The Mixed Excitation Linear Predictive (MELP) specification was first released in 1999 and the standard is commonly referred to as MIL-STD-3005 (U.S.) or STANAG 4591 (NATO). The algorithm evolved from work done in the mid 1990′s for the military on another code excited linear predictive (CELP) coder known as LPC-10. The MELP model development improved upon the deficiencies in the original LPC-10 algorithm. An enhanced mixed-excitation linear predictive version, MELPe, has also been produced.
MELP was selected as the new 2400 bps Federal Standard speech coder by the United States Department of Defense (DoD) Digital Voice Processing Consortium (DDVPC) after a multi-year extensive testing program. The vocoder selection criteria concentrated on four areas: intelligibility, voice quality, talker recognizability, and commmunicability. The selection criteria also included hardware parameters such as processing power, memory usage, and algorithm delay. MELP 2400 bps was selected as the best of the seven candidates and even beat the FS1016 4800 bps codec performance with twice the bit-rate.

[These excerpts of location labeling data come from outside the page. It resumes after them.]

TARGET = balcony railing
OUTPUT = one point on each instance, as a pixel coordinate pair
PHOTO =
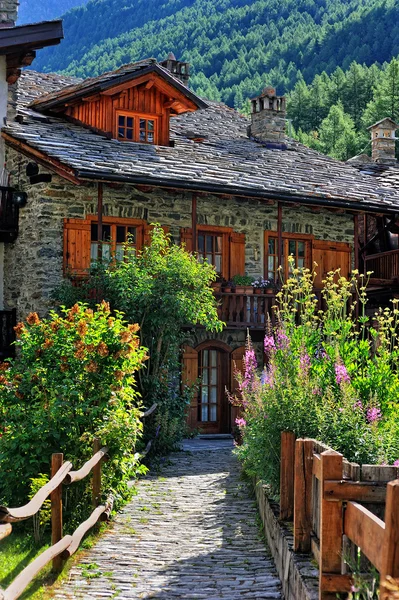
(8, 320)
(384, 265)
(245, 310)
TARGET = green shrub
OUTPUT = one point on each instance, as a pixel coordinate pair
(166, 290)
(73, 380)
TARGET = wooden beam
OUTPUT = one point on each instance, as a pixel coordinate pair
(355, 491)
(366, 531)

Many modifications were made to LPC-10 in order to improve the speech quality in MELP speech coder. These include:
- Mixed pulse and noise excitation
- Periodic or aperiodic impulses
- Adaptive spectral enhancement
- Pulse dispersion filter
- Fourier magnitude modeling
Mixed Pulse and Noise Excitation
MELP mixed-excitation is implemented using a multi-band mixing model. This model can simulate frequency dependent voicing strength using a novel adaptive filtering structure based on a fixed filterbank. The primary effect of this multi-band mixed-excitation is to reduce the buzz usually associated with LPC coders, especially in broadband acoustic noise.
Periodic/Aperiodic Impulses
When the input speech is voiced, the MELP vocoder can synthesize speech using either periodic or aperiodic pulses. Aperiodic pulses are most often used during transition regions between voiced and unvoiced segments of the speech signal. This feature allows the synthesizer to reproduce erratic glottal pulses without introducing tonal noises.
Adaptive Spectral Enhancement
MELP adaptive spectral enhancement filter is based on the poles of the LPC vocal tract filter and is used to enhance the formant structure in the synthetic speech. This filter improves the match between synthetic and natural bandpass waveforms, and introduces a more natural quality to the speech output.
Pulse Dispersion Filter
MELP pulse dispersion is implemented using fixed pulse dispersion filter based on a spectrally flattened triangle pulse. This filter has the effect of spreading the excitation energy with a pitch period. This, in turn, reduces the harsh quality of the synthetic speech.
Fourier Magnitude Modeling
Ten Fourier magnitudes are coded with an 8-bit vector quantizer. The index of the code vector, which minimizes the weighted Euclidean distance between the input and code vectors, is transmitted.